All senators are expected to attend.
The ministers, junior ministers, and attorneys general called for a special task force.
Minister Charles, Governor Poppins, Attorney General Dalloway, and Senators James and Twain will attend.

Rule 6

Capitalize any title when used as a direct address.

Example:
Will you take my temperature, Doctor?

Rule 7

Capitalize points of the compass only when they refer to specific regions.

Examples:
We have had three relatives visit from the South.
Go south three blocks and then turn left.
We live in the southeast section of town.
Southeast is just an adjective here describing section, so it should not be capitalized.

Rule 8

Always capitalize the first and last words of titles of publications regardless of their parts of speech. Capitalize other words within titles, including the short verb forms Is, Are, and Be.

Exception:
Do not capitalize little words within titles such as a, an, the, but, as, if, and, or, nor, or prepositions, regardless of their length.

Examples:
The Day of the Jackal
What Color Is Your Parachute?
A Tale of Two Cities

Rule 9

Capitalize federal or state when used as part of an official agency name or in government documents where these terms represent an official name.
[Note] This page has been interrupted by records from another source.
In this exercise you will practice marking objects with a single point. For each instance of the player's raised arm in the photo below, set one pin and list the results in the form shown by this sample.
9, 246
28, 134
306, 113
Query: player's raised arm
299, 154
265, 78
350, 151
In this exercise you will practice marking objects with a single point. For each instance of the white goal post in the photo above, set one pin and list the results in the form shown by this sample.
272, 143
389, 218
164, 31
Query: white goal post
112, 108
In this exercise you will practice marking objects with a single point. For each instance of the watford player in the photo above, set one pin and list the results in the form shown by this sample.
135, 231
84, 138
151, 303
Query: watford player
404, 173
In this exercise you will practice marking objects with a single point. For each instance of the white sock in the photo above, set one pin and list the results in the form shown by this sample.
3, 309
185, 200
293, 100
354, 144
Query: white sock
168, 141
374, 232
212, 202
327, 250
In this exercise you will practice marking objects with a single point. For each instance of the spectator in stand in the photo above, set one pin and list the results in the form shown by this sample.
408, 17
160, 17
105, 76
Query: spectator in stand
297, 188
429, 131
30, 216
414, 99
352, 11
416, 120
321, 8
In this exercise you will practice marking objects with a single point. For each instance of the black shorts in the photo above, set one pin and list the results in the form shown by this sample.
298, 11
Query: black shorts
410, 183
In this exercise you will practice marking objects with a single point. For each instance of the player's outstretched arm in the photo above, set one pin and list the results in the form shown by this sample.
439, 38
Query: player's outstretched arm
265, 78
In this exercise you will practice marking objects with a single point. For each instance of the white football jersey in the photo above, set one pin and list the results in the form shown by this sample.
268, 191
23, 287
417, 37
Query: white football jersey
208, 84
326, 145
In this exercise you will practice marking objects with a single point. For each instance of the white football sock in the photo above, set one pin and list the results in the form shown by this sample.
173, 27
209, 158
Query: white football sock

If they are being used as general terms, you may use lowercase letters.

Examples:
The state has evidence to the contrary.
That is a federal offense.
The State Board of Equalization collects sales taxes.
We will visit three states during our summer vacation.
The Federal Bureau of Investigation has been subject to much scrutiny and criticism lately.
Her business must comply with all county, state, and federal laws.

Rule 10

You may capitalize words such as department, bureau, and office if you have prepared your text in the following way:

Example:
The Bureau of Land Management (Bureau) has some jurisdiction over Indian lands. The Bureau is finding its administrative role to be challenging.

Rule 11

Do not capitalize names of seasons.

Example:
I love autumn colors and spring flowers.

Rule 12

Capitalize the first word of a salutation and the first word of a complimentary close.

Examples:
Dear Ms. Mohamed: 
My dear Mr. Sanchez: 
Very truly yours,

Rule 13

Capitalize words derived from proper nouns.

Example:
I must take English and math.
English is capitalized because it comes from the proper noun England, but math does not come from Mathland.

Rule 14

Capitalize the names of specific course titles.

Example:
I must take history and Algebra 2.

Rule 15

After a sentence ending with a colon, do not capitalize the first word if it begins a list.

Example:
These are my favorite foods: chocolate cake, spaghetti, and artichokes.

Rule 16

Do not capitalize when only one sentence follows a sentence ending with a colon.

Example:
I love Jane Smiley's writing: her book, A Thousand Acres, was beautiful.

Rule 17

Capitalize when two or more sentences follow a sentence ending with a colon.

Example:
I love Jane Smiley's writing: Her book, A Thousand Acres, was beautiful. Also, Moo was clever.